Even though I know it's a dp problem, I still struggle to figure it out ! Thanks for your ingenious solution as always!

sub_sum = dp[(j - 1) % k] would work without the j > 0 check in python.. say j is 0 then j-1%k will be -1 only.

At 7:20 time complexity of brute force should be O(N^k)

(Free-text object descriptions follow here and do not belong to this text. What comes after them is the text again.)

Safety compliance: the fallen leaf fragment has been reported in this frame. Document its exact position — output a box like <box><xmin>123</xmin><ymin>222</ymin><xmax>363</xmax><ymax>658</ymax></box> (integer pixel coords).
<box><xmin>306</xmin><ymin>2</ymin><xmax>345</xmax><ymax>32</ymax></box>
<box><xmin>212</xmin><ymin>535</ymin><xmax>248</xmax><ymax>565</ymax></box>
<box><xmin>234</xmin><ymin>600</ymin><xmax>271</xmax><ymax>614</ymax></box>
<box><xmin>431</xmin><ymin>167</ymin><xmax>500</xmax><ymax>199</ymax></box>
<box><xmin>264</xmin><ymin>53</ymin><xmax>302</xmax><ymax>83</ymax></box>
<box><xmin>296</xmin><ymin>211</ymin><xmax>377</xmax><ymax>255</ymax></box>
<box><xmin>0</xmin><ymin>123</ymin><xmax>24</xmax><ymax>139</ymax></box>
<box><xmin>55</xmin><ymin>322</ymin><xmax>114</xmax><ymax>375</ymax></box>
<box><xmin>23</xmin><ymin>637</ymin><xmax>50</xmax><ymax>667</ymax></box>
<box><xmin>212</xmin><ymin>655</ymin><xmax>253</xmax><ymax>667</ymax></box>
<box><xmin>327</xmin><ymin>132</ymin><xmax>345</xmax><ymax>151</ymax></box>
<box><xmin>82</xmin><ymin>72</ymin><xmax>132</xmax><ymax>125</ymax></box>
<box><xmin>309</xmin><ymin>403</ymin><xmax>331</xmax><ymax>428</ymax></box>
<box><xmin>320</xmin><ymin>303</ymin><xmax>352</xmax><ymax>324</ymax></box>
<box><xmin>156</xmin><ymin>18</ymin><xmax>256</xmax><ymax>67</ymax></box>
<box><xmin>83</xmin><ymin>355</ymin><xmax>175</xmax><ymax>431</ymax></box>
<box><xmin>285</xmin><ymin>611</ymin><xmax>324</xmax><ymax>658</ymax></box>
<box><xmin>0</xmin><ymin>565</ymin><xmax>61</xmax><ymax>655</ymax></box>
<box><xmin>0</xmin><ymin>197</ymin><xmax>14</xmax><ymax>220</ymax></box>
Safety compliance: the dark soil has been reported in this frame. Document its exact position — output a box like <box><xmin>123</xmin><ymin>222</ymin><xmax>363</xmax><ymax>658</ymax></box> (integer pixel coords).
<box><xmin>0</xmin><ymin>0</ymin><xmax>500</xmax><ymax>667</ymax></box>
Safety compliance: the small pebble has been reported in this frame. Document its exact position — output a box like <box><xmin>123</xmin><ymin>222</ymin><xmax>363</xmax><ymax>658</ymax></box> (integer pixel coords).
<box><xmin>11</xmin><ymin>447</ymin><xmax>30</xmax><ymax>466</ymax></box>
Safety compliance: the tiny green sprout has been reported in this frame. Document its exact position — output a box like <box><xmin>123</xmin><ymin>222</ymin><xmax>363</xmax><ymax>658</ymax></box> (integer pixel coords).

Isn't your solution a bit overly complicated? I feel like people should really get over calculating it "backwards". This is how I did it: class Solution: def maxSumAfterPartitioning(self, arr: List[int], k: int) -> int: # Step 2: Tabulate n = len(arr) dp = [0]*(n+1) for i in range(n-1, -1, -1): curMax = 0 for j in range(min(k, n-i)): curMax = max(curMax, arr[i+j]) dp[i] = max(dp[i], curMax*(j+1) + dp[i+j+1]) return dp[0] # Step 1: Memoize n = len(arr) memo = {} def dfs(i): if i in memo: return memo[i] if i == n: return 0 curMax = largest = 0 for j in range(min(k, n-i)): curMax = max(curMax, arr[i+j]) largest = max(largest, curMax*(j+1) + dfs(i+j+1)) memo[i] = largest return largest return dfs(0)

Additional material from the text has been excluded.